アクセシビリティショートカットを有効にする / 画面をロックする / 音量を調節する /Siri を呼び出す / デバイスを再起動する / スクリーンショットを撮る / デバイスを振る動作をシミュレートする

●使用機器

 マウス移動とクリックを片手で使えないようなので、左クリックの変わりに、外付けスイッチを使用できるように改造したUSBマウスと、「USB A→Type C変換アダプタ」と、iPadPro を使いました。

 Lightning コネクタ のiPad で使用するには、「Lightning-USB カメラアダプター」が必要です。

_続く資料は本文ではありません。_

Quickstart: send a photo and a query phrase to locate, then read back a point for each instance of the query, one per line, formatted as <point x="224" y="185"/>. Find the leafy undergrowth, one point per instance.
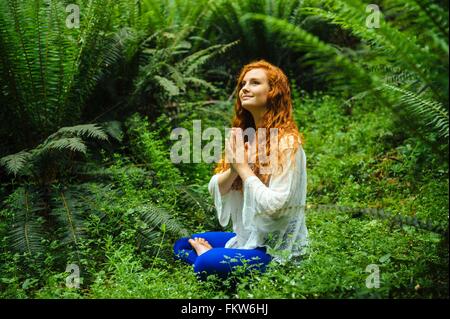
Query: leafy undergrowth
<point x="354" y="161"/>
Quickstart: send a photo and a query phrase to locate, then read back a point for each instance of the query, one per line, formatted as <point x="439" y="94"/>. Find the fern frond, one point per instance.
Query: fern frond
<point x="433" y="112"/>
<point x="26" y="232"/>
<point x="114" y="129"/>
<point x="191" y="194"/>
<point x="16" y="162"/>
<point x="86" y="130"/>
<point x="154" y="217"/>
<point x="68" y="211"/>
<point x="73" y="144"/>
<point x="168" y="85"/>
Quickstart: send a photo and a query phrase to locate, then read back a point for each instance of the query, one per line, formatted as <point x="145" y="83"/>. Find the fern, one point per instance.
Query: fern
<point x="431" y="111"/>
<point x="16" y="162"/>
<point x="68" y="211"/>
<point x="26" y="232"/>
<point x="154" y="217"/>
<point x="66" y="139"/>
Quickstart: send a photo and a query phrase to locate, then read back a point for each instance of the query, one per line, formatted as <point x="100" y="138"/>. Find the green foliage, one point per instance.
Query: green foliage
<point x="375" y="123"/>
<point x="48" y="70"/>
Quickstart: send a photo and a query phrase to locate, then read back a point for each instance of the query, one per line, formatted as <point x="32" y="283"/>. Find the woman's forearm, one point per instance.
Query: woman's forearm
<point x="225" y="180"/>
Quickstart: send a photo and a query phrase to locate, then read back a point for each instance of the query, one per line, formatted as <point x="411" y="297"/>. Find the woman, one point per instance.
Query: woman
<point x="265" y="199"/>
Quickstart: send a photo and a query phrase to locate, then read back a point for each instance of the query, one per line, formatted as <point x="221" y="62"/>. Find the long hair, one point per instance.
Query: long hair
<point x="279" y="115"/>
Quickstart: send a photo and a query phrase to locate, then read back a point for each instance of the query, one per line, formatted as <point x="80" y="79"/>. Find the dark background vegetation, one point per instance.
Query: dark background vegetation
<point x="86" y="114"/>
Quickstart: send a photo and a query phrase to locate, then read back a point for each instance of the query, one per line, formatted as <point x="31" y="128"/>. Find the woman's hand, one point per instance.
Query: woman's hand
<point x="238" y="157"/>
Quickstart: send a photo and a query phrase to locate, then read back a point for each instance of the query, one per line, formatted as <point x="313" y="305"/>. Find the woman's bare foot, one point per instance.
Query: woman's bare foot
<point x="200" y="245"/>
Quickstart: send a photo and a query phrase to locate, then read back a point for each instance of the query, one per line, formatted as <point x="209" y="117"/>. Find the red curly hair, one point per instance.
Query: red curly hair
<point x="279" y="115"/>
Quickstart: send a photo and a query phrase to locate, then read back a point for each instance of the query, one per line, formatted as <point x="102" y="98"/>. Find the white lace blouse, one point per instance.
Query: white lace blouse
<point x="271" y="217"/>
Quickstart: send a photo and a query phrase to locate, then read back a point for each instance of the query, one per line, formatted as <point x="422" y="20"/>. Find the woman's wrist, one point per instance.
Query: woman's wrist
<point x="244" y="172"/>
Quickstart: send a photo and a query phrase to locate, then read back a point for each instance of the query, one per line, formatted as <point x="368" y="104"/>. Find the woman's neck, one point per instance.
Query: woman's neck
<point x="258" y="118"/>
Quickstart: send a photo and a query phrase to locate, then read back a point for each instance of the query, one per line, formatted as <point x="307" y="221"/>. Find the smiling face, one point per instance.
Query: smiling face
<point x="254" y="89"/>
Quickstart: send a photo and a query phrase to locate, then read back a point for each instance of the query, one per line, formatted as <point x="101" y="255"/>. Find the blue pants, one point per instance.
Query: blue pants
<point x="220" y="260"/>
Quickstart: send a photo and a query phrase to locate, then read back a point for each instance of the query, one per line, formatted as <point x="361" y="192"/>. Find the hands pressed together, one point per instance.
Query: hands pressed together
<point x="239" y="154"/>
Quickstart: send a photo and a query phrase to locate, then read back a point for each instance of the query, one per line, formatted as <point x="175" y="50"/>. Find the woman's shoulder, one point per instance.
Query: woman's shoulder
<point x="288" y="141"/>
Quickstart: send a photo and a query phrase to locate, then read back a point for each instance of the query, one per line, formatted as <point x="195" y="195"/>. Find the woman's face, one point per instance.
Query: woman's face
<point x="254" y="90"/>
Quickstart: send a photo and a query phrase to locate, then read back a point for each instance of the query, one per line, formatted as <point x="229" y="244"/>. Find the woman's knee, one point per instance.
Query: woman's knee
<point x="181" y="244"/>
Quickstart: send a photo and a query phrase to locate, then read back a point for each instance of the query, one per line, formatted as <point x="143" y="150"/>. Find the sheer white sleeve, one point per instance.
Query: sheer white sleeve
<point x="273" y="201"/>
<point x="226" y="205"/>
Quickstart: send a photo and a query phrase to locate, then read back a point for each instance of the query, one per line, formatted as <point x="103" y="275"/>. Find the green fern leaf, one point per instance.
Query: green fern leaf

 Bluetooth接続のマウスを改造すれば、変換アダプタは不要です。

 マウスではなくて、トラックボールやタッチパッドでも、外付けスイッチの改造ができれば、使えます。

【Amazon】エレコム マウス Bluetooth (iOS対応) トラックボール M-MT2BRSBK
 
 Bluetooth接続なので、変換アダプタが不要です。
 親指でボタンを押せないので、外付けスイッチの改造が必要です。

 お値段は高いですが、障碍者向けに開発されたマウスも選択肢に入ります。変換アダプタが必要です。

●設定例

 使用バージョン iPadOS 14.2 (iPadOS 13 以降なら同じ設定ができると思います)

(1)[設定]アイコン、[アクセシビリティ] [タッチ] をタップする。 
(2)[AssistiveTouch] をタップする。

(3)[AssistiveTouch] を ON にして、シングルタップを [メニューを開く] にする。 

(4)[最上位メニューをカスタマイズ] をタップすると、デフォルトでは、以下のような設定になっている。 

(5)”6個のアイコン"の横の[+] を2回タップして、8個にし、スクロール、ダブルタップ、ピンチを割り当てる。(ジェスチャーは、使用頻度が少ないので外しました)

(6)待機状態のアイコンが薄くて見づらい場合は、[待機状態の不透明度] を "70% "ぐらいに変更する。

●使用例動画


●使用方法

◆スリープ状態からの復帰
(1)アシスティブタッチアイコンの上に移動して、外付けスイッチを押す。
(2)[ホーム] の上に移動してスイッチを押す。

◆画面拡大 その1
(1)アシスティブタッチアイコンの上に移動して、外付けスイッチを押す。
(2)[ダブルタップ] の上に移動してスイッチを押す。
(3)拡大したい場所に移動して、スイッチを押す。
(4)アシスティブタッチアイコンの上に移動して、外付けスイッチを押す。
(5)[ダブルタップ] の上に移動してスイッチを押す。
(6)縮小したい場所に移動して、スイッチを押す。

◆画面拡大 その2
(1)アシスティブタッチアイコンの上に移動して、外付けスイッチを押す。
(2)[ピンチ] の上に移動してスイッチを押す。
(3)拡大、縮小したい場所に移動して、スイッチを押す。マウスを下に移動すると拡大され、上に移動すると縮小される。
(4)ピンチの状態を解除するには、10秒以上何も操作しないか、アシスティブタッチメニューを開いてから、メニュー以外の場所でスイッチを押す。

◆画面のスクロール
(1)アシスティブタッチアイコンの上に移動して、外付けスイッチを押す。
(2)[スクロール] の上に移動してスイッチを押す。
(3)[上にスクロール] [右にスクロール] [下端までスクロール] [下にスクロール] [左にスクロール] [上端までにスクロール] のいずれかの上に移動してスイッチを押す。
(4)スクロールしたい場所に移動して、スイッチを押す。

◆音量調整
(1)アシスティブタッチアイコンの上に移動して、外付けスイッチを押す。
(2)[デバイス] の上に移動してスイッチを押す。
(3)[音量を上げる] または [音量を下げる] の上に移動してスイッチを押す。
(4)アシスティブタッチメニューを閉じるには、メニュー以外の場所でスイッチを押す。

◆スクリーンショット(画面のコピーを取る)
(1)アシスティブタッチアイコンの上に移動して、外付けスイッチを押す。
(2)[デバイス] の上に移動してスイッチを押す。
(3)[その他] の上に移動してスイッチを押す。
(4)[スクリーンショット] の上に移動してスイッチを押す。

●電源のON/OFF

 「iPadのオートスリープ/ウェイク機能」対応のカバーがあれば、カバーを閉じるだけでスリープ(待機)モードになります。カバーの開閉をしやすくする工夫をすれば、ひとりで扱うこともできるでしょう。